The drive was hot and uneventful back over steep
Takaka Hill especially as we managed to avoid getting stuck behind a 2 trailer
road train of powdered milk, Golden bay's biggest export. A quick pitstop in
Richmond for more supplies, then down a picturesque windy road. Destination,
wherever we could get to before Claire got sick of driving.
Deftly passing NZ's longest swing bridge by, having
already witnessed the majesty of its most remote, we managed to get to DOC's
Slab Hut campsite. It was a basic but pretty affair where you were encouraged
by the brochure to fossick for gold. Now I'm still not sure what exactly that
is, something akin to panning I suspect, but we didn't try our luck. It was
getting cold so the priority was collecting wood and making dinner. The wood
was all soggy and during the cooking dinner a NZ Robin, similar to its European
cousin but lacking a red breast and a Weka, a curious hen sized native
flightless bird both made friends with me. Scuse the pun but it was very
evident that they ruled the roost and I was a mere blow-in. Both tucked into
anything I hadn't kept a watchful eye over – even a candle. The weka even gave
my arse a peck to see if was tasty.
It took about an hour of huffing and puffing to get
the fire going but it worked out in the end, keeping the now surprising cold at
bay until the rain made us retire to the tent, putting the fire out in seconds.
Claire was desperately cold all night, vowing never to go to sleep unprepared
again (e.g. being fully dressed and wrapping every blanket we owned around
her).
We waited for a gap in the rain to break camp and made
our way down to aptly named Greymouth, the largest town on the West Coast for
coffee. Greymouth is a grey town although it does possess 2 things worth
mentioning. One is an absolutely vicious wind that cuts straight across the
Tasman Sea from Oz. It's called the Barber for very good reason. The other is a
history of greenstone (jade) display attached to a commercial shop.
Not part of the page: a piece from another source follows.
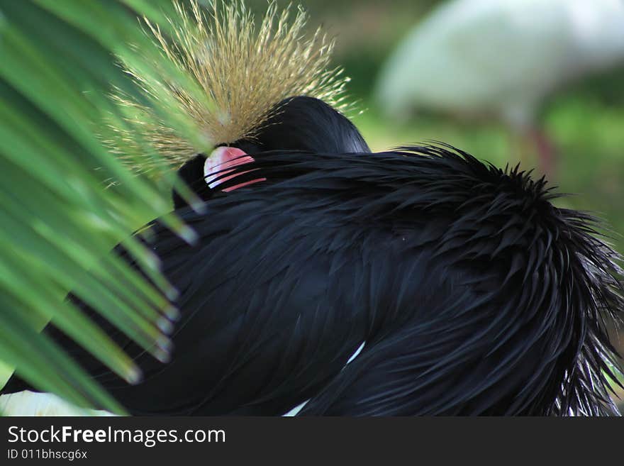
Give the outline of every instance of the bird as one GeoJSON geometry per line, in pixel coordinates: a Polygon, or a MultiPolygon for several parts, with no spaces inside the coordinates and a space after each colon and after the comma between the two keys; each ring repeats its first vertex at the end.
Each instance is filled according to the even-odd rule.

It's a
little cheesy and all geared to ensure you part with your hard earned in the
large shop outside, but it does combine the geological reasons for the creation
of this precious stone with the Maori legends concerning it. I won't go into
either here but if you've an hour to spare in Greymouth it's worth a look.
Further down the coast we stopped at Hokitika for
sandwiches (made in the passenger seat) and a look around. After our
unsuccessful attempts to see a wild kiwi on the North Island (where they a more
populous), we plumped for the next best in the grandly named National Kiwi
Centre. It was actually much better than I expected, containing a lot of unusual
fish such as Giant Eels which really are enormous at about 3 or 4 metres and
mexican walking fish which have little legs. Unfortunately the daily feeding
was cancelled as the feeder had had to rush off to look after her husband who
had had an accident with a chainsaw. You couldn't make it up! After much
anticipation we walked into the dimmed Kiwi enclosure and caught our first
glimpse. It was bigger than I thought and incredibly skittish. A rustle of a
waterproof jacket and he interrupted his plodding deep beak pecking to run off
into his shadowy safe corner. Quite mesmerising I thought and with hindsight I
completely understand why we didn't see them in Northland. We could barely see
them in captivity!
We had parked the car outisde a place called Bones and
Stones where those so inclined can spend 5 hours with the owner Steve making
their own piece of greenstone or bone jewellery. We went for the here's one I
made earlier option and picked up some ready made souvenirs he had made. On
finding out I was Irish he started to bargain himself down on his own prices
and I found myself in the strange position of keeping them up so it was fair.